THE management of tangled wires of internet and cable television connections hanging overhead, which apparently look discomforting but come to serve essential purposes in a modern city, has so far been caught in a tug of war between city authorities and service providers. The cables also need to be laid out underground to avoid risks of accident, especially as they hang close to or around electric cables, often within an arm’s reach in the crowded Old Town of Dhaka. But the issue has not been adequately attended to. The south city authorities first started severing the overhead cables on September 1, 2020 after the first deadline for service providers to lay out the cables underground expired on August 31, 2020. The city authorities at hand stopped the drive as service providers sought more time for the job and people voiced their objection to the drive that caused sufferings because of disruption in such services, more so at a time when a large number of people worked from home to avoid contraction of the COVID-19 infection and a large number of students had to attend classes online because of a prolonged closure of educational institutions.
As the second deadline expired on December 31, 2020, the authorities started severing the cables again on January 3. The authorities severed cables in a number of areas. The service providers have now decided to take up the issue with Dhaka’s south mayor on January 21 while the city authorities say that further action is pending the mayor’s decision. Service providers seek to say that the latest drive spanning two kilometres have cost them cable worth about Tk 5 million and inconvenienced more than 200,000 users. The Nationwide Telecommunication Transmission Network, heard to have been doing the job of underground cable installation for some years, claims that it has done the job in a number of areas but service providers are not using the network while service providers say that the Nationwide Telecommunication Transmission Network has not been able to lay out the lines underground. The Cable Owners’ Association of Bangladesh says that it roughly caters to 800,000 holdings in Dhaka while the Telecommunication Transmission Network has less than 20 per cent of the areas under its coverage. The city authorities further say that they have allowed cable operators to dig roads without any charge, yet the operators have failed to lay out the cables underground. The medley of claims of having and not having completed the job suggests that it has largely been more of a case of pass-the-parcel game where the main prize — the laying out of the wires to the advantage of all — is yet to be unwrapped.

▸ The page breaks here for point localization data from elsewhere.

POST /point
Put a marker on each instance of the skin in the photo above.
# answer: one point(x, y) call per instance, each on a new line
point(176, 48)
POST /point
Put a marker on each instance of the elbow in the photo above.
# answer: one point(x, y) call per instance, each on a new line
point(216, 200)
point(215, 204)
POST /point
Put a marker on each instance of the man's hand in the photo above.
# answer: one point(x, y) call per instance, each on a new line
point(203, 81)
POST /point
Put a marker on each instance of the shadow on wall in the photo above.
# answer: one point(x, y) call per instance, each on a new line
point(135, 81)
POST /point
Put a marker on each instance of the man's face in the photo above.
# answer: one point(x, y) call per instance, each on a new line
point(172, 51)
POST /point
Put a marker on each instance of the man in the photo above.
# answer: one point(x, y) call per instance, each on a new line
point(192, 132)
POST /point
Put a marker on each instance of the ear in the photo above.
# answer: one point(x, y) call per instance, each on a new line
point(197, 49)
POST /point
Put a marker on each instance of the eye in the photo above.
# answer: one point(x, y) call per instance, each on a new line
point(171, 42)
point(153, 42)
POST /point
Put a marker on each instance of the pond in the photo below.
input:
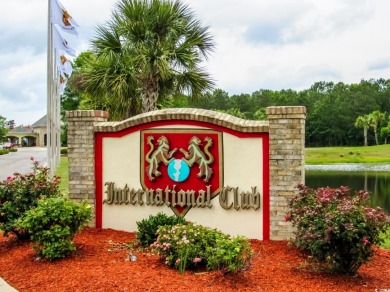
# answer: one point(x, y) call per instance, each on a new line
point(372, 177)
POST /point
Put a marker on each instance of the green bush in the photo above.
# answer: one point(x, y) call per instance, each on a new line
point(336, 227)
point(147, 228)
point(53, 225)
point(193, 246)
point(19, 193)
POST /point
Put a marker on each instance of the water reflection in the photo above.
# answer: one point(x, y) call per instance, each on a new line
point(374, 178)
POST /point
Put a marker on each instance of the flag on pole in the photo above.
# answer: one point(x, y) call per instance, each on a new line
point(60, 16)
point(63, 63)
point(61, 44)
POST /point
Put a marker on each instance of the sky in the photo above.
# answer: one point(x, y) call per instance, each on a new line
point(267, 44)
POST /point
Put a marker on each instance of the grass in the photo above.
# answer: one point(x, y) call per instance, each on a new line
point(359, 154)
point(62, 171)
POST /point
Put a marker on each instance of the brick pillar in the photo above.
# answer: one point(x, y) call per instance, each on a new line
point(287, 165)
point(81, 153)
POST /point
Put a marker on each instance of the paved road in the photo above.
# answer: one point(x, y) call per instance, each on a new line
point(20, 161)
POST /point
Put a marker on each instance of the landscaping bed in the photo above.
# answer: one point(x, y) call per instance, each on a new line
point(101, 263)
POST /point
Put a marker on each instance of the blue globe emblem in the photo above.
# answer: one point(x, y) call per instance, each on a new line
point(178, 170)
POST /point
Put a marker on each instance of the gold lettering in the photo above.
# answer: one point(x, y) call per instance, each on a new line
point(126, 194)
point(191, 198)
point(208, 203)
point(245, 200)
point(149, 197)
point(133, 195)
point(181, 198)
point(167, 201)
point(140, 192)
point(223, 198)
point(236, 206)
point(173, 197)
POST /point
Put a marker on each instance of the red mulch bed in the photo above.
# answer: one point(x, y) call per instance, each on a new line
point(99, 265)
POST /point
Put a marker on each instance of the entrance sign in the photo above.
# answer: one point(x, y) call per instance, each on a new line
point(186, 164)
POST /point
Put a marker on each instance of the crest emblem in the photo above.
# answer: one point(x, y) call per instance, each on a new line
point(184, 161)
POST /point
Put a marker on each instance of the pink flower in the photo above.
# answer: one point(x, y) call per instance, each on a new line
point(197, 260)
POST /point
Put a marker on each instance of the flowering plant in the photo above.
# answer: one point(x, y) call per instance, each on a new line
point(191, 246)
point(20, 192)
point(336, 227)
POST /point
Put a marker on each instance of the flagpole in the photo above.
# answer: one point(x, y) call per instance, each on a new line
point(49, 86)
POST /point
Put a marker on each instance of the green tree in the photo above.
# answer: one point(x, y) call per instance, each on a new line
point(148, 51)
point(363, 122)
point(376, 118)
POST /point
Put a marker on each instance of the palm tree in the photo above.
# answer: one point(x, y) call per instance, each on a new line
point(376, 118)
point(363, 122)
point(148, 51)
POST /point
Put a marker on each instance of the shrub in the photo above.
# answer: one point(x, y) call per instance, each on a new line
point(20, 192)
point(53, 225)
point(336, 227)
point(147, 228)
point(193, 246)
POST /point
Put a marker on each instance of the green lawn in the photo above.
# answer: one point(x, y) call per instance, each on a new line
point(328, 155)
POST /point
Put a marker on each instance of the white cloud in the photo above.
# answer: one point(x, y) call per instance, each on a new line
point(270, 44)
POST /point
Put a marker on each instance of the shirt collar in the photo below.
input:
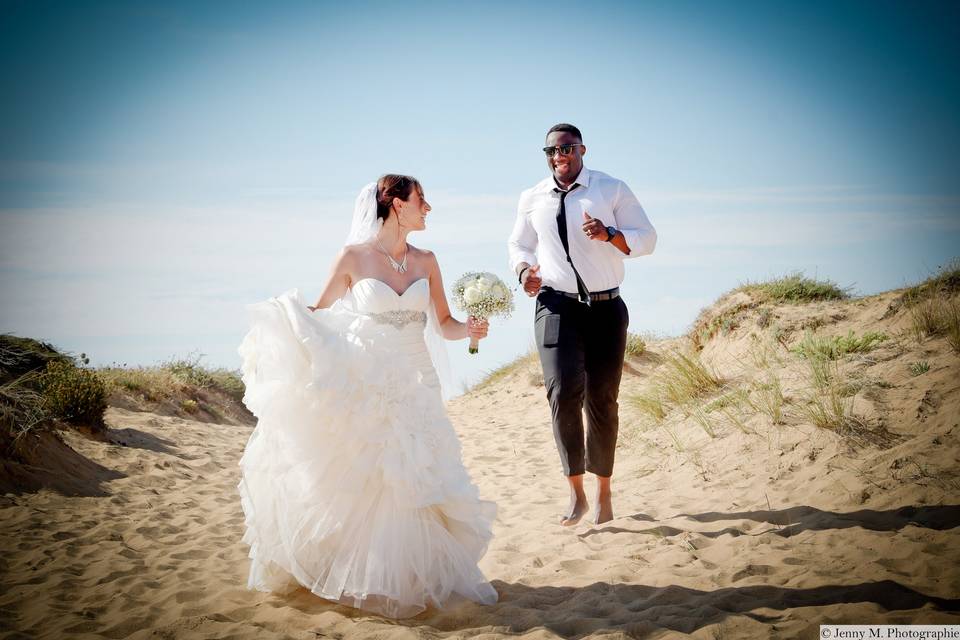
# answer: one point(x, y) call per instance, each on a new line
point(549, 184)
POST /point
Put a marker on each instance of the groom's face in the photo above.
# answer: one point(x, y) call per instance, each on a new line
point(565, 168)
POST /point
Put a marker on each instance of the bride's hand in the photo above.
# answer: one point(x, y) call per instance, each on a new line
point(477, 328)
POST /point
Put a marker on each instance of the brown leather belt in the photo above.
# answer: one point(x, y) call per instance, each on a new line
point(609, 294)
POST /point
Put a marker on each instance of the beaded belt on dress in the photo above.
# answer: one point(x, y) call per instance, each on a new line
point(400, 319)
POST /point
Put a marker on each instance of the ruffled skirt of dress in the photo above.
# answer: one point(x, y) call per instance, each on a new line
point(352, 482)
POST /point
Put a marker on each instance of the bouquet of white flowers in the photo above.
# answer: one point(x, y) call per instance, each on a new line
point(482, 295)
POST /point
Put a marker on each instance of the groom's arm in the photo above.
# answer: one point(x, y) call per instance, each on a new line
point(522, 244)
point(632, 222)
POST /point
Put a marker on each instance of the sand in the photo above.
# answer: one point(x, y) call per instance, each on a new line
point(764, 531)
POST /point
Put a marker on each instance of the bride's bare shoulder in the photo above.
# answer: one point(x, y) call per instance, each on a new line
point(421, 254)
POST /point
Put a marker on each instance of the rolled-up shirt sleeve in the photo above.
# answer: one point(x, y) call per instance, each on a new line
point(522, 245)
point(632, 222)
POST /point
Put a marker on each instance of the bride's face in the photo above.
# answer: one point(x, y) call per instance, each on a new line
point(412, 214)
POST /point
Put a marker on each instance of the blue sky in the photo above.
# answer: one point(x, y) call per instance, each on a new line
point(163, 164)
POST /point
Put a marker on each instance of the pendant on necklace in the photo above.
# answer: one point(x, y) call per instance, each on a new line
point(399, 267)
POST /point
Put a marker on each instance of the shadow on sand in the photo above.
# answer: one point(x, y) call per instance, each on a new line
point(636, 610)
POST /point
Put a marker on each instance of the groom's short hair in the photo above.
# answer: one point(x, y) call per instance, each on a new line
point(569, 128)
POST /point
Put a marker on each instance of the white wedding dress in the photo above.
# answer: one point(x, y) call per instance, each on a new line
point(352, 482)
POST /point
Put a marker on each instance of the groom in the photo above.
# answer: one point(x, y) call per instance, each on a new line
point(572, 233)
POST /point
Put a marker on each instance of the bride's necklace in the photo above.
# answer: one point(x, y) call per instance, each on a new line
point(399, 267)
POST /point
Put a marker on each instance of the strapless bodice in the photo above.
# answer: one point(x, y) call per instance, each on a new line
point(405, 312)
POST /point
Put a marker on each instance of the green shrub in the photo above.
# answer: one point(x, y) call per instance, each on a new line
point(919, 368)
point(946, 282)
point(636, 346)
point(794, 288)
point(73, 394)
point(831, 348)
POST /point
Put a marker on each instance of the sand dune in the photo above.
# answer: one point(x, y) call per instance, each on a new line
point(763, 531)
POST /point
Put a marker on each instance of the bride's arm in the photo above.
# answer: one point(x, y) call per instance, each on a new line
point(450, 327)
point(337, 283)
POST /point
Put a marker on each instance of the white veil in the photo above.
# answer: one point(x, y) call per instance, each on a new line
point(365, 227)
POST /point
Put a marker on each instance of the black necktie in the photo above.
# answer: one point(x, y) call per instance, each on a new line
point(582, 290)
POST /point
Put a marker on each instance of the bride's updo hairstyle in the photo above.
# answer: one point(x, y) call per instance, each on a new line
point(393, 186)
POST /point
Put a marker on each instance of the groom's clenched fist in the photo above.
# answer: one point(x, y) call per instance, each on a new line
point(594, 228)
point(530, 280)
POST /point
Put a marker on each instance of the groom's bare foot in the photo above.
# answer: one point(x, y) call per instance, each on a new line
point(578, 502)
point(604, 512)
point(578, 509)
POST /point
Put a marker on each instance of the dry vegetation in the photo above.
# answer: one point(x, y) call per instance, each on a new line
point(43, 391)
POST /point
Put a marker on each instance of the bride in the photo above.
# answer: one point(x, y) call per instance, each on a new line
point(352, 483)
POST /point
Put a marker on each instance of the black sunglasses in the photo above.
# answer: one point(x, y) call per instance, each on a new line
point(564, 149)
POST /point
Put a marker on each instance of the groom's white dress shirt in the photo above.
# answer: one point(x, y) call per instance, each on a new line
point(535, 238)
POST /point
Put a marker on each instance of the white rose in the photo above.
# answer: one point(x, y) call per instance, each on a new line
point(484, 284)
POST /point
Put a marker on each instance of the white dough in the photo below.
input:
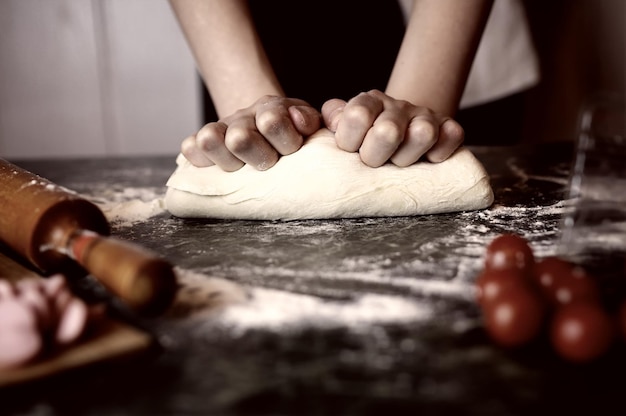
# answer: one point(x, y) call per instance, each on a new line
point(322, 181)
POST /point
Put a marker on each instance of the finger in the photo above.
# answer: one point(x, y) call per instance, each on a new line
point(421, 135)
point(331, 112)
point(212, 143)
point(193, 154)
point(249, 146)
point(383, 138)
point(274, 123)
point(305, 119)
point(451, 136)
point(356, 119)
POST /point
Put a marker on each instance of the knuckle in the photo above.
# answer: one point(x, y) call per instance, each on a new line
point(210, 138)
point(424, 131)
point(388, 133)
point(271, 122)
point(454, 131)
point(238, 140)
point(357, 112)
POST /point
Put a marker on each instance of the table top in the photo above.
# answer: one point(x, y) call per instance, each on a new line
point(354, 316)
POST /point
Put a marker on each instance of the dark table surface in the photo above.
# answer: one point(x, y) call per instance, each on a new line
point(359, 316)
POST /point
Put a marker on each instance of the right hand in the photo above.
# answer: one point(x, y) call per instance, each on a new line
point(257, 135)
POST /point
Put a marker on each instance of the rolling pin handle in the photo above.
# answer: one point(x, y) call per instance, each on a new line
point(142, 280)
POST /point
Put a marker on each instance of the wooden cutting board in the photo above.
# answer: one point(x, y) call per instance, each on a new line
point(110, 339)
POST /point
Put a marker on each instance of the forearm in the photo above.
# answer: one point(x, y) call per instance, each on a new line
point(227, 51)
point(437, 52)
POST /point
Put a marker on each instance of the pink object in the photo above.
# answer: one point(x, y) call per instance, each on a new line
point(72, 321)
point(20, 340)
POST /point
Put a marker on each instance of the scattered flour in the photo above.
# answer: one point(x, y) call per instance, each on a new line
point(239, 309)
point(127, 206)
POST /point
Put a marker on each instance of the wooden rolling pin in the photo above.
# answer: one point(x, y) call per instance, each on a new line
point(55, 229)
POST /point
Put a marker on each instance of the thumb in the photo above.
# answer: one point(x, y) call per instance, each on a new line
point(331, 112)
point(305, 119)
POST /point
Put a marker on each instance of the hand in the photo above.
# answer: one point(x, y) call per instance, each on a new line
point(383, 129)
point(256, 135)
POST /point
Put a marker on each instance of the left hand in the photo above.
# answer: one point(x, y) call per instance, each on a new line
point(382, 128)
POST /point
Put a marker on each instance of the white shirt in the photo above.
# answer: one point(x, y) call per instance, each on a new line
point(506, 61)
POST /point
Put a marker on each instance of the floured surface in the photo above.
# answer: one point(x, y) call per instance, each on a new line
point(322, 181)
point(378, 313)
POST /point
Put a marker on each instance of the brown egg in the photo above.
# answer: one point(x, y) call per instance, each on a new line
point(581, 331)
point(492, 283)
point(621, 319)
point(515, 317)
point(563, 282)
point(509, 251)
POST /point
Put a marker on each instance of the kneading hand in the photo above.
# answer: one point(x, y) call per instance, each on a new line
point(383, 129)
point(256, 135)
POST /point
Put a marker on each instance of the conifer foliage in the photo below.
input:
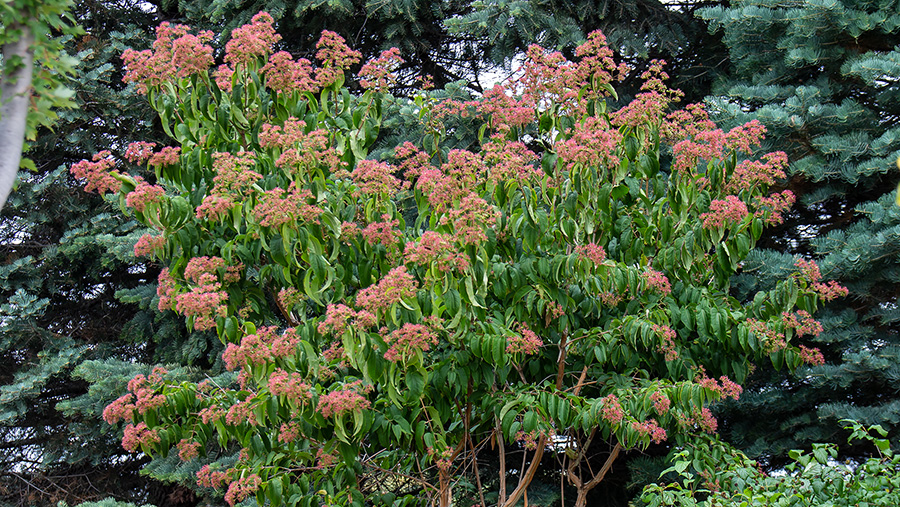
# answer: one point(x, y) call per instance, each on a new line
point(384, 329)
point(822, 77)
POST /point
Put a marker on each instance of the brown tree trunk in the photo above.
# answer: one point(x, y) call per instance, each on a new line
point(15, 98)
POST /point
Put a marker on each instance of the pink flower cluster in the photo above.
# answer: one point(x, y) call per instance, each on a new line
point(98, 173)
point(139, 152)
point(285, 75)
point(657, 281)
point(811, 356)
point(831, 290)
point(809, 270)
point(592, 252)
point(252, 41)
point(612, 411)
point(257, 349)
point(751, 173)
point(187, 449)
point(137, 435)
point(378, 73)
point(242, 488)
point(525, 341)
point(394, 287)
point(661, 402)
point(407, 341)
point(148, 244)
point(344, 400)
point(802, 322)
point(651, 429)
point(434, 247)
point(175, 53)
point(724, 212)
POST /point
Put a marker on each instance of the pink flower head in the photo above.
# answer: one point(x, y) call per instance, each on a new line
point(378, 74)
point(98, 173)
point(657, 280)
point(285, 75)
point(811, 356)
point(723, 212)
point(252, 41)
point(524, 342)
point(612, 411)
point(651, 429)
point(139, 152)
point(241, 489)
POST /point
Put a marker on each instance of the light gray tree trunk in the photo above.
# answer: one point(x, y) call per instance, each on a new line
point(15, 98)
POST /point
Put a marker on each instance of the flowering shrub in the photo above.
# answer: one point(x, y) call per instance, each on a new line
point(385, 316)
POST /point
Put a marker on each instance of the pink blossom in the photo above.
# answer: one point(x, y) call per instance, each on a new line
point(651, 429)
point(592, 252)
point(525, 341)
point(187, 449)
point(723, 212)
point(139, 152)
point(169, 155)
point(612, 411)
point(407, 341)
point(809, 270)
point(811, 356)
point(285, 75)
point(661, 402)
point(251, 41)
point(337, 316)
point(242, 488)
point(831, 290)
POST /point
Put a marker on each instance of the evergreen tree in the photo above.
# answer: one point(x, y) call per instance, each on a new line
point(822, 76)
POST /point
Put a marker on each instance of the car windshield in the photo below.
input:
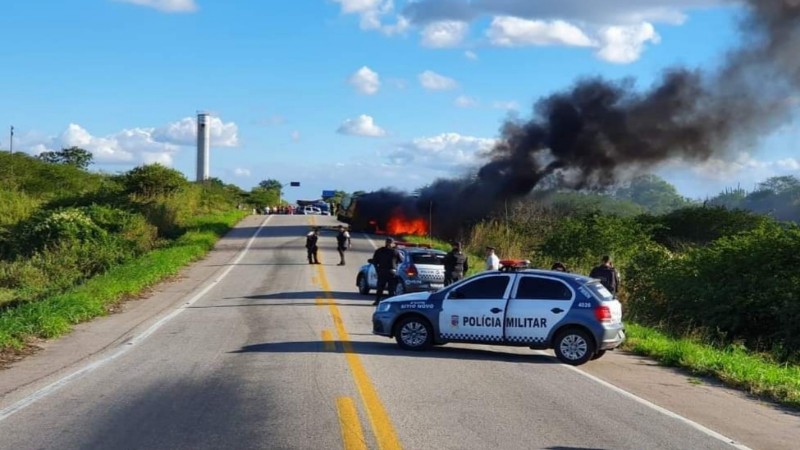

A lack of experience and the absence of the required machines have also come up in discussions for the delay in efficiently and adequately completing the job. The city authorities need to remove the overhead cable as much to make the city look beautiful as to avoid any risks of accidents. But they also need to ensure that the services provided through the wires, especially the internet and cable television connections, continue without any disruption. The city authorities must, therefore, sit with all the stakeholders and work out a comprehensive plan to get the job done at the earliest.